Solo los mantienen con vida para un impulso, alimentándose de ellos como demonios.

Cualquiera puede convertirse en su comida.

En conclusión, los antagonistas no pueden ser nuestros amigos, porque el miedo brota en cada corazón, sin importar la raza.

Somos todos iguales —explicó Anais con una expresión recta y confiada, mirando fuera del mundo.

Sin embargo, Botolf no aceptó su razonamiento.

—¡No somos iguales!

—gritó Botolf, su cuerpo creciendo en tamaño.

Se acercó más a sus características bestiales.

Su piel se volvió gris, sus músculos más pesados, y sus orejas anchas, aleteando mientras el maná bestial giraba a su alrededor.

Cargó como un toro salvaje, su puño apuntando a la hermosa cara de Anais.

La dama sonrió, sin moverse.

Su gente gritó con preocupación en sus voces, pero Anais simplemente esperó a que el hombre elefante se acercara.

Y cuando lo hizo, sus colas de zorro se deslizaron fuera de la silla en la que había estado sentada.

Solo tres colas salieron, sus puntas bloqueando el puño.

—Bestia asnal.

De vuelta al circo —entrecerró los ojos Anais, mirando al hombre.

¡GOLPE!

—¡Ugh!

—Botolf sintió una inmensa fuerza proveniente de las colas esponjosas, empujándolo hacia atrás.

Antes de darse cuenta, su cuerpo voló como una estrella fugaz que cae, aterrizando fuertemente en la pared de telaraña blanca.

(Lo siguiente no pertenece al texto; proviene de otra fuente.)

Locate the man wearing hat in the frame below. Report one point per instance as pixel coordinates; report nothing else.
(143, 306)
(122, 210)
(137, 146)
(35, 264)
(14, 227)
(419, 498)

Su peso y la fuerza detrás del golpe de cola eran tan poderosos que la pared se rompió, expulsando al rey elefante de la reunión.

—Diablos —susurró el rey hormiga, utilizando sus antenas para llamar a su gente.

Y mientras Botolf yacía en el suelo con la boca llena de sangre saliendo de sus labios, la gente de Clem inició su plan.

Toda la capital temblaba como si el suelo debajo de ellos se estuviera agrietando.

—Rápido y eficiente, ¿verdad?

—se levantó Anais, mirando a Alex.

Alex se sonrojó, sintiendo que su corazón saltaba un latido, porque la hermosa dama aludía a sus palabras previas, claramente reconociéndolo.

Su belleza era deslumbrante, pero su actuación fue suficiente para encantar a un hombre con cuatro esposas.

Después de reírse de la reacción inocente de Alex, Anais barrió el aire con su mano.

—Estamos en el territorio de la Araña Blanca, pero las hormigas son sus vecinas.

Deben haber estado preparándose para aplastar toda la capital desde hace tiempo.

Únanse con las Arañas Blancas, al menos tengan una de ellas en sus grupos.

¡Esclavicen a todos los demonios hambrientos sin dejarlos reaparecer!

—tomó el mando, organizando a los semi-humanos sin importar su raza.

Nestor y otros reyes coincidieron con sus palabras.

—Clem ya ha escapado.

—Miren hacia adelante —respondió Yumia, mirando el agujero que el cuerpo del elefante había hecho.

Aquí, todos vieron un ejército de demonios de ojos rojos invadiendo la zona.